Dominasi asing di SUN naikkan risiko Indonesia



JAKARTA. Dominasi para pemodal asing di pasar keuangan Indonesia sudah menjadi rahasia umum. Maka itu, setiap kali ada guncangan sentimen negatif di pasar global, pasar keuangan Indonesia ikut goyah karena pemodal asingnya bereaksi. Hal ini membuat pasar kerap begitu tajam fluktuasinya.Kenglin Tan, Senior Portofolio Manager Manulife Investment Management Hong Kong yang juga menjabat sebagai Managing Director Asia Pacific Equities Manulife Asset Management Hong Kong, menyoroti hal ini sebagai salah satu risiko berinvestasi di Indonesia. "Kepemilikan modal asing di obligasi pemerintah Indonesia sangat besar, dan porsinya tertinggi jika dibandingkan kepemilikan asing di obligasi pemerintah negara-negara Asia Tenggara lainnya," ujar Kenglin dalam pertemuan terbatas dengan awak media di Jakarta, Kamis (24/5).Mengutip data Kementerian Keuangan RI, per 21 Mei 2012, kepemilikan investor asing di Surat Berharga Negara (SBN) atau juga disebut Surat Utang Negara (SUN) mencapai Rp 225,65 triliun.
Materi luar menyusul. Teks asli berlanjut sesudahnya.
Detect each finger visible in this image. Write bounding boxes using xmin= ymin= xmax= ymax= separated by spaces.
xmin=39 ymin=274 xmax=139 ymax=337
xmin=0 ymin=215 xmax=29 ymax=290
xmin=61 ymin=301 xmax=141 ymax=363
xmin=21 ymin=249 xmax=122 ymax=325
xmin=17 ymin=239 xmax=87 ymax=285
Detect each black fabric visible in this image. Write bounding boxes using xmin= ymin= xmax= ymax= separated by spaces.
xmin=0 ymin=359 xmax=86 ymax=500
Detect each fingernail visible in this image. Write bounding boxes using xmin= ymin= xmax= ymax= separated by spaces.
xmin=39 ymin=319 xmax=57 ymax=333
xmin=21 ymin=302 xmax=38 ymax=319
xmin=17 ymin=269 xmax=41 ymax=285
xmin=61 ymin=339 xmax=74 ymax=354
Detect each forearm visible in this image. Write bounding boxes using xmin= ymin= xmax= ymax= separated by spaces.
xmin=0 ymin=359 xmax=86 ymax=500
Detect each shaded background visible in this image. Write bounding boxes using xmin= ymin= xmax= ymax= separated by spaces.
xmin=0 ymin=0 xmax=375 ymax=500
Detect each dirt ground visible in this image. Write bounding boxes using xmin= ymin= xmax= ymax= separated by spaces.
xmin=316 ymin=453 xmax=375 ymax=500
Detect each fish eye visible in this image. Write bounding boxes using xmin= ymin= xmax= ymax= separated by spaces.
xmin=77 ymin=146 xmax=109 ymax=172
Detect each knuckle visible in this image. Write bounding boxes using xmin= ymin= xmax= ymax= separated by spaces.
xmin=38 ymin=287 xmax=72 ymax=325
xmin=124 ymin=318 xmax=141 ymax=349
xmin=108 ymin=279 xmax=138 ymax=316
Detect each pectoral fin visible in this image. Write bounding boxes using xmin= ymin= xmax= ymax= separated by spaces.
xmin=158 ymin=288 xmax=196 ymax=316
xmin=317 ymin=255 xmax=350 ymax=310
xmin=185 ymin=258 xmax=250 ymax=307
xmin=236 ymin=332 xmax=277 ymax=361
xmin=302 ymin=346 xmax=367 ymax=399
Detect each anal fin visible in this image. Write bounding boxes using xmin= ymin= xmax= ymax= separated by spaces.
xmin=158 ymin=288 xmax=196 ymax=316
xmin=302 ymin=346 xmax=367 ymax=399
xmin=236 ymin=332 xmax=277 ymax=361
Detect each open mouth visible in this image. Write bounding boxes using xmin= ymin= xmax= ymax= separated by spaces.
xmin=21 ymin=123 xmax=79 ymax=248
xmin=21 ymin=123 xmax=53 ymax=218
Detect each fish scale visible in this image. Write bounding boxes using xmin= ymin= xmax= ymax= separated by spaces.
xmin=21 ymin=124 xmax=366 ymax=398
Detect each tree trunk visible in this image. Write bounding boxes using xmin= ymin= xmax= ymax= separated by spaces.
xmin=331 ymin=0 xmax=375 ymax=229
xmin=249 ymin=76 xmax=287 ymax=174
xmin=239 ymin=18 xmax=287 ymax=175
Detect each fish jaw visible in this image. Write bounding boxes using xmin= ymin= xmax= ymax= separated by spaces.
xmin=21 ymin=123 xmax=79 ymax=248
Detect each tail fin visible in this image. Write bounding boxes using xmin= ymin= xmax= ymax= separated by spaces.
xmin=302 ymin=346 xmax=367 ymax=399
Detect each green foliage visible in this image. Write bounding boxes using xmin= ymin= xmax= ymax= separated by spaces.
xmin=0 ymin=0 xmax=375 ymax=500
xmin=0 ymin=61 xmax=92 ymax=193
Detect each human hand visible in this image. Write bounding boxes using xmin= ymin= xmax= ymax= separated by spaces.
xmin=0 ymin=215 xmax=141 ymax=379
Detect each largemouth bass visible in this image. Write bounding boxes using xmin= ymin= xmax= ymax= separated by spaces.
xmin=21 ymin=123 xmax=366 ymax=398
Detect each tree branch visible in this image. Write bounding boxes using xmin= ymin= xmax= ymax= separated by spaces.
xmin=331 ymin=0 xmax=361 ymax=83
Angka tersebut mencapai 28,9% dari total SBN yang bisa diperdagangkan di pasar senilai Rp 780,72 triliun. "Bandingkan dengan Malaysia atau Thailand yang obligasi negaranya banyak dipegang oleh investor lokal," ujarnya.Besarnya kepemilikan asing di surat berharga negara berisiko membuat nilai tukar rupiah tidak stabil. Jamak terjadi, ketika investor asing melepas kepemilikannya karena terdorong aksi rebalancing portofolio, atau profit taking menyusul sentimen global, nilai tukar dollar AS ke rupiah menjadi melonjak naik. Penjualan SUN oleh asing membuat permintaan dollar AS di pasar meningkat, otomatis rupiah menjadi tertekan. Jika terjadi tidak dalam jumlah besar, risiko ini boleh jadi tidak terlalu besar. Namun, jika terjadi pelepasan SBN oleh asing secara serempak, rupiah bisa langsung tersungkur. "Besarnya kepemilikan asing di SBN berisiko memicu liquidity crunch, membuat rupiah tidak stabil," kata Kenglin.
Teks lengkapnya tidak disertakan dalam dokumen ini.